Assistée de Madame Laureen VANCOMPERNOLLE, Grefier
a été appelée l’affaire
ENTRE :
DEMANDERESSE A L’ACTION CIVILE
AGENT JUDICIAIRE DE L’ETAT
dont le siège social est sis 6 rue Louise Weis
Bât 6 condorcet TELEDOC 331
75703 PARIS CEDEX 13
Non comparant, représentée par Me Ali SAIDJI, avocat au barreau de PARIS, avocat plaidant, vestiaire : J076
DEFENDEUR
Monsieur [P] [U]
détenu : CP Val d’Oise, Chemin Vert – Ecrou n° 72561
95524 CERGY PONTOISE
non comparant, ni représenté
FAITS ET PROCÉDURE
Par jugement du 30 novembre 2023, la 12ème chambre correctionnelle du tribunal judiciaire de Créteil a, principalement :
déclaré M. [P] [U] coupable des chefs de violences volontaires avec usage d’une arme (un véhicule) suivies d’incapacité n’excédant pas 8 jours (en l’espèce, 5 jours) au préjudice de Mme [L] [G], fonctionnaire de la police nationale, faits commis en état de récidive légale, refus d’obtempérer aggravé – en roulant à vive allure, de nuit, à contresens et en pleine agglomération malgré la présence d’autres usagers de la route – également en état de récidive légale, conduite sous l’empire de stupéfiants et rébellion commise au préjudice de MM. [D] [F] et [M] [T], l’ensemble des faits ayant été commis le 7 novembre 2023 à Saint-Maur des Fossés ;
reçu les constitutions de parties civiles de Mme [L] [G], de M. [D] [F] et de l’Agent judiciaire de l’Etat, et déclaré M. [P] [U] civilement responsable de leurs préjudices ;
liquidé les préjudices de Mme [L] [G] et M. [D] [F] et condamné M. [P] [U] à réparation de ceux-ci ;
condamné M. [P] [U] à payer 678 euros à Mme [L] [G] et 678 euros à M. [D] [F], en application de l’article 475-1 du code de procédure pénale ;
renvoyé l’affaire sur intérêts civils, en ce qui concerne M. [U] et l’Agent judiciaire de l’Etat, à l’audience sur intérêts civils du 5 avril 2024.
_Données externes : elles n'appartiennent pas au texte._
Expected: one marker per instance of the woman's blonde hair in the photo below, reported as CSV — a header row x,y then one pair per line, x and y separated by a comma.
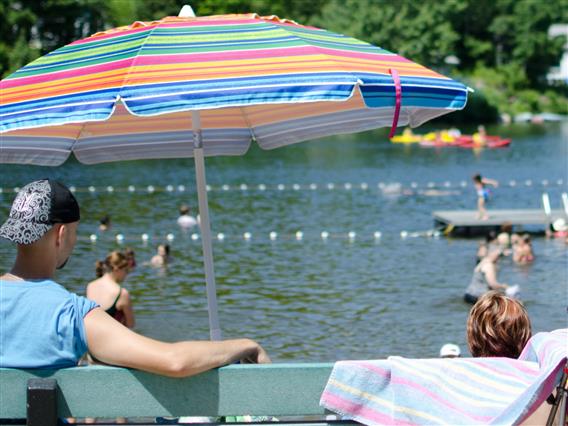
x,y
498,326
115,260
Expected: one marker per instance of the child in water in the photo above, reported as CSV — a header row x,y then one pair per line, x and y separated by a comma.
x,y
483,192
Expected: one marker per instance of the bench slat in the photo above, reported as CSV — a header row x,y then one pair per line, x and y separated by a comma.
x,y
99,391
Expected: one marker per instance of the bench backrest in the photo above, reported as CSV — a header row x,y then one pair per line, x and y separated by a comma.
x,y
98,391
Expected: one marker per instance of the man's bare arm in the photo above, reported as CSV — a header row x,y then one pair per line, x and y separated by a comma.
x,y
112,343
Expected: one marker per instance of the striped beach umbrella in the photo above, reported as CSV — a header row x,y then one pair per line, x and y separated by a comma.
x,y
205,86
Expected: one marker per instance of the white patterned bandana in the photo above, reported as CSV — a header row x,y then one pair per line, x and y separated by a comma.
x,y
30,214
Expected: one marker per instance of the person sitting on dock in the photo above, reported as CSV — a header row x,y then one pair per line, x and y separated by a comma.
x,y
162,256
46,326
498,326
483,194
484,278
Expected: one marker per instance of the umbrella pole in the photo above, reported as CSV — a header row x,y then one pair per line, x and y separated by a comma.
x,y
214,328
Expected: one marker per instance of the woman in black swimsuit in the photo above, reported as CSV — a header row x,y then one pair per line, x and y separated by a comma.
x,y
106,289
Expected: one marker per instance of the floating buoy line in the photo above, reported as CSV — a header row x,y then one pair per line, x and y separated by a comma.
x,y
385,187
350,236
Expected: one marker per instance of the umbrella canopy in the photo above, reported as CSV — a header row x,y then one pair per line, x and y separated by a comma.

A cette audience, l’affaire a été renvoyée au 4 octobre 2024 à 11 pour extraction de M. [U], celui-ci étant incarcéré.
A l’audience du 4 octobre 2024, l’Agent judiciaire de l’Etat, défendant ses conclusions signifiées le 16 mai à M. [U], demande au tribunal, au visa de l’ordonnance n°59-76 du 7 janvier 1959, des articles L134-5 à L134-8 du code général de la fonction publique, des articles 28 à 32 de la loi n°85-677 du 5 juillet 1985, de l’article 1231-6 du code civil et des articles 2, 3, 418 et 475-1 du code de procédure pénale, et sous le bénéfice de l’exécution provisoire, de :
condamner M. [P] [U] à lui payer la somme de 5.173 euros au titre des prestations prises en charge du fait de l’agression dont Mme [L] [G] et M. [D] [F] ont été victimes, avec les intérêts au taux légal à compter du jour de la demande,
dans l’hypothèse où il serait accordé une provision à Mme [L] [G] et M. [D] [F], dire que cette provision est à valoir sur le préjudice extrapatrimonial des victimes non soumis au recours de l’Agent judiciaire de l’Etat,
condamner M. [U] à lui payer la somme de 1.000 euros en application de l’article 475-1 du code de procédure pénale.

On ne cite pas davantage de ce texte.